Let $p$ be a prime integer. For $x\in\mathbb{Z}$, let $x'$ be the remainder of $x$ when divided by $p$. Let $\sum_{i=0}^{n}a_iX^i\in \mathbb{Z}[X]$ with $p$ does not divide $a_n$ in $\mathbb{Z}$. Then prove:
(1). by considering the map $\phi:\mathbb{Z}\rightarrow \mathbb{Z}_p$, $\sum_{i=0}^{n}a_iX^i$ is irreducible in $\mathbb{Q}[X]$ if $\sum_{i=0}^{n}\phi(a_i)X^i$ is irreducible in $\mathbb{Z}_p[X]$.
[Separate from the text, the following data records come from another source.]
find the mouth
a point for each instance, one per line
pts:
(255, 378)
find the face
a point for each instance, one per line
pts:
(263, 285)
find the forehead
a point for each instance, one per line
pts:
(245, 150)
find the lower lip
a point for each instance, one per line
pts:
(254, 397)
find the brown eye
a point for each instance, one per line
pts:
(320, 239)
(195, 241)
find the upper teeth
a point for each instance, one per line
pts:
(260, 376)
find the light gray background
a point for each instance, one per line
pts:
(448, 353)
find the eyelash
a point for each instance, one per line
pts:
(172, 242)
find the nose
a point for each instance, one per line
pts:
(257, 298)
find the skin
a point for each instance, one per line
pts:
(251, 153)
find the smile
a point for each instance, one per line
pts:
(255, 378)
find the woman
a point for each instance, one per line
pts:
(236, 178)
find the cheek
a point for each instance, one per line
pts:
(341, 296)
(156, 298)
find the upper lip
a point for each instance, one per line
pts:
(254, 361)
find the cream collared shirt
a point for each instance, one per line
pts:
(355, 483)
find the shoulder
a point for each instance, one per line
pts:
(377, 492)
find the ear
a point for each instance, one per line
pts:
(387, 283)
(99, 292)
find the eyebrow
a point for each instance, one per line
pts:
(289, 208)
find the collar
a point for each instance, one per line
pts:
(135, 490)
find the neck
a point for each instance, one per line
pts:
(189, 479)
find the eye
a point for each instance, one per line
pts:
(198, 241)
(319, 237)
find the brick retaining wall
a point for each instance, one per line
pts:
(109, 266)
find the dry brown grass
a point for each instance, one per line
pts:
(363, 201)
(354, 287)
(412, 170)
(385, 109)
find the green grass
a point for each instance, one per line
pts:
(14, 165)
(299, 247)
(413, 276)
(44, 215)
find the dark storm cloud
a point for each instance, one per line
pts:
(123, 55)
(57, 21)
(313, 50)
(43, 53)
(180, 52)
(2). $\sum_{i=0}^{n}\phi(a_i)X^i$ is irreducible in $\mathbb{Z}_p[X]$ does not imply $\sum_{i=0}^{n}a_iX^i$ is irreducible in $\mathbb{Z}[X]$.
I am only clear for the case $a_n=1$, then Gauss Lemma can be applied. I really have no idea to solve...
Suppose your polynomial $q$ is reducible (over $\mathbb{Z}$) then, if you reduce the factors mod $p$ you get a factorization mod $p$ (unless one of the factors is a constant, but that's not possible by your condition on $a_n$).
As for part $2,$ you seem to have your cases switched around; as stated it is the negation of part (1), so they can't both be true.